The old man turned to me. ‘This is my wife, Mrs Bernstein. My daughter, Ruth, and my grand-daughter, Lisa.’ His voice softened when he mentioned the baby. His accent was thick and guttural with ‘wife’ coming out as a ‘vife’. He spoke slowly to make sure he’d said it right.
I took a chance and replied in German. ‘Good afternoon. I’m here to see if we can catch the thief.’
The old woman’s head jerked up. The young woman smiled. The old man’s shoulders dropped and he said, ‘Belsinger told me you spoke German. But why do you have a München accent?’
I smiled. ‘I practised with Isaac Feldman and his wife, Hannah – rest her soul – when I was studying at Glasgow University. It upset my tutors.’
Now the old woman broke in, using her native tongue, and I recognised the softer accent of Austria. ‘They say you were an officer in the British Army. You saw it all.’ The question was loaded with meaning:
You saw what they did to us . . .
‘After the surrender I was assigned to interrogate
Schutzstaffel
officers; senior SS camp commanders, doctors and Gestapo.’
Three pairs of adult eyes bored into me. I had brought horror into the room and they didn’t know whether to examine it further through my memories or to banish it and me before it could swallow them up. The child sensed tension and burrowed into her mother’s arms. This time it was the young woman who spoke, in English with a Glasgow lilt.
‘Come on now, Mama, Papa, Mr Brodie is here to help. We don’t want to hear war stories, do we? What do you want to ask us, Mr Brodie? Papa, let him sit. Where are our manners?’
I took out my notebook. ‘Tell me what happened?’
Bernstein began, ‘It is a short story. We go to
shul
on the Sabbath. The Garnethill Synagogue. Every week, same time.’
‘Sometimes we go to my sister’s first, Jacob.’
‘Yes, yes, yes. But when we go straight there it’s at the same time.’
‘Except on Hanukkah or Passover of course. Then we—’
The old man flung up his arms and switched to German. ‘
Mein Gott
, Mrs Bernstein!
Usually
. That’s all Mr Brodie wants to know. Usually. And when the theft took place, it was a usual Sabbath.’
‘I was just saying. Explaining it right.’
Bernstein turned to me and gave me a look of complicity.
Women? What can you do?
I took the baton. ‘So, when was this?’
‘The twelfth of October. I sold a fine little Austin the day before.’
‘You’re a car dealer?’ He nodded. ‘You all went? The house was left empty?’
‘Ach, yes. But we locked up. Every window. Every door. Even the doors inside, you understand?’
‘How long were you gone?’
The old woman said, ‘We sometimes make it a nice day. After we walk down to Sauchiehall Street and maybe have some tea and cakes.’

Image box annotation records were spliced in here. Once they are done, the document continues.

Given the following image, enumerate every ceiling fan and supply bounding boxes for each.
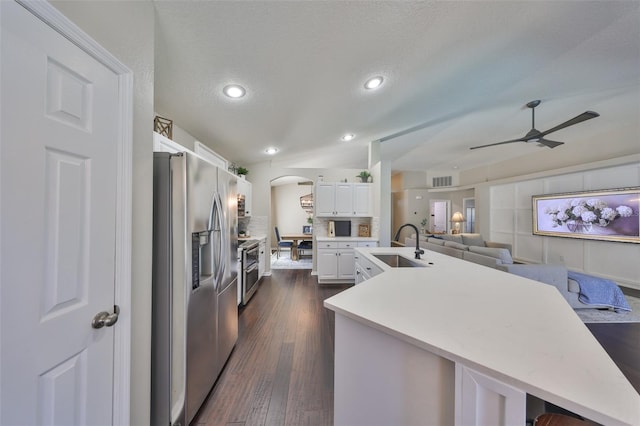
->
[469,100,600,149]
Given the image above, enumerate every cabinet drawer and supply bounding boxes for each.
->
[358,241,378,247]
[316,241,338,249]
[338,241,358,248]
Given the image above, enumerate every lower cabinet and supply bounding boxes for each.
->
[316,240,377,284]
[258,239,267,279]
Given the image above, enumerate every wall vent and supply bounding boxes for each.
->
[433,176,452,188]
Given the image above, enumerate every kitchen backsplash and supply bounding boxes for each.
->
[238,216,269,240]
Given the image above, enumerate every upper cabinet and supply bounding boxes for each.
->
[315,182,372,217]
[238,177,251,217]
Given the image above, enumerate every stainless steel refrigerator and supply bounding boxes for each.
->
[151,152,238,426]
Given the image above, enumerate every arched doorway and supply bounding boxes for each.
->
[270,176,314,269]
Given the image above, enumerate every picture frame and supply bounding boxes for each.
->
[531,187,640,244]
[358,223,371,237]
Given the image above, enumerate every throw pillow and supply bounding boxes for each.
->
[427,237,444,246]
[444,241,469,250]
[462,234,484,247]
[469,246,513,264]
[442,234,462,244]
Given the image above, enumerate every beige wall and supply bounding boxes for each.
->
[52,1,155,425]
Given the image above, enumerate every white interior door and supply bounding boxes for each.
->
[0,1,122,425]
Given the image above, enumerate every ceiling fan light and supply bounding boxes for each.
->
[364,76,384,89]
[222,84,247,99]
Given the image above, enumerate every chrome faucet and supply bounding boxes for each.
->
[393,223,424,259]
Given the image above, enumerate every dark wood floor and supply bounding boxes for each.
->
[587,322,640,393]
[192,269,350,426]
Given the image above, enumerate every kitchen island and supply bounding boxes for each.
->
[325,247,640,425]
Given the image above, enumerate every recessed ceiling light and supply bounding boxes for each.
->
[364,76,384,89]
[222,84,247,98]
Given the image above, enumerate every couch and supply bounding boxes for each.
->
[404,233,513,268]
[496,264,624,309]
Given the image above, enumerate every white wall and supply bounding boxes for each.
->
[51,1,155,425]
[485,161,640,289]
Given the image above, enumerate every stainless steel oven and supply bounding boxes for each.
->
[240,240,260,305]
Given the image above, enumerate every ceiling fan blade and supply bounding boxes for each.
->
[540,111,600,137]
[538,138,564,148]
[469,138,526,149]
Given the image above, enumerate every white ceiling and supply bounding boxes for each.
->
[154,0,640,175]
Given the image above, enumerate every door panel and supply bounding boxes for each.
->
[0,1,120,425]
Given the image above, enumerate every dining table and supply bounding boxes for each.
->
[280,234,313,260]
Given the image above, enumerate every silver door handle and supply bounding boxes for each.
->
[91,305,120,328]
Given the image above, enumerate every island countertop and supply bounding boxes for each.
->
[324,247,640,425]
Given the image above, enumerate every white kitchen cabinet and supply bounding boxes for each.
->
[315,182,372,217]
[258,238,267,279]
[238,177,252,217]
[316,239,377,284]
[353,183,373,217]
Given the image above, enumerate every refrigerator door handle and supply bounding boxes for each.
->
[211,193,226,289]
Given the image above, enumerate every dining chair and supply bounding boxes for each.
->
[275,226,293,259]
[298,240,313,251]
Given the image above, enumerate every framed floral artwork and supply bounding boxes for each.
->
[532,187,640,243]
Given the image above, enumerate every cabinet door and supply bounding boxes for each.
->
[317,249,340,280]
[338,249,356,280]
[335,183,354,216]
[314,183,336,217]
[244,181,253,216]
[258,241,267,278]
[353,183,372,217]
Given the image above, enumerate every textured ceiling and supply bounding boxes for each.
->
[154,0,640,175]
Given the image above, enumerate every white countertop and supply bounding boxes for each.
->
[316,235,378,241]
[324,247,640,425]
[238,234,267,241]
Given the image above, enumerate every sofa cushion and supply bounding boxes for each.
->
[469,246,513,265]
[442,234,462,244]
[569,278,580,293]
[427,237,444,246]
[462,234,484,247]
[444,241,469,250]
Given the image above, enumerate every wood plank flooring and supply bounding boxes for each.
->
[192,269,351,426]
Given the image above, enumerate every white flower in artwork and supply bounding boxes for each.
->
[580,210,598,223]
[616,206,633,217]
[587,198,607,210]
[600,207,618,221]
[571,205,587,217]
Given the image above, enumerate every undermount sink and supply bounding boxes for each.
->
[373,254,426,268]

The old man rolled his eyes. ‘But not this day, Mrs Bernstein. Not that day. We just came home for
Seudah Shilishit
, the third meal.’
‘I’m just saying. Sometimes—’
‘But this day, we – came – home. Straight home. No diversion. It takes us ten minutes to walk there.’
‘So you were gone . . .?’
‘Two hours, maybe two and a half.’
‘And what happened when you got home? What did you find?’
‘A nightmare! That’s what we found!’ said Mrs Bernstein. ‘Our lives thrown upside down, that’s what happened. My jewels. My mother’s jewels. My best china. Except these cups. They were a wedding present and I kept them in a box . . . All gone. And my earrings, my lovely earrings . . .’ Her old eyes filled and she stumbled to a halt.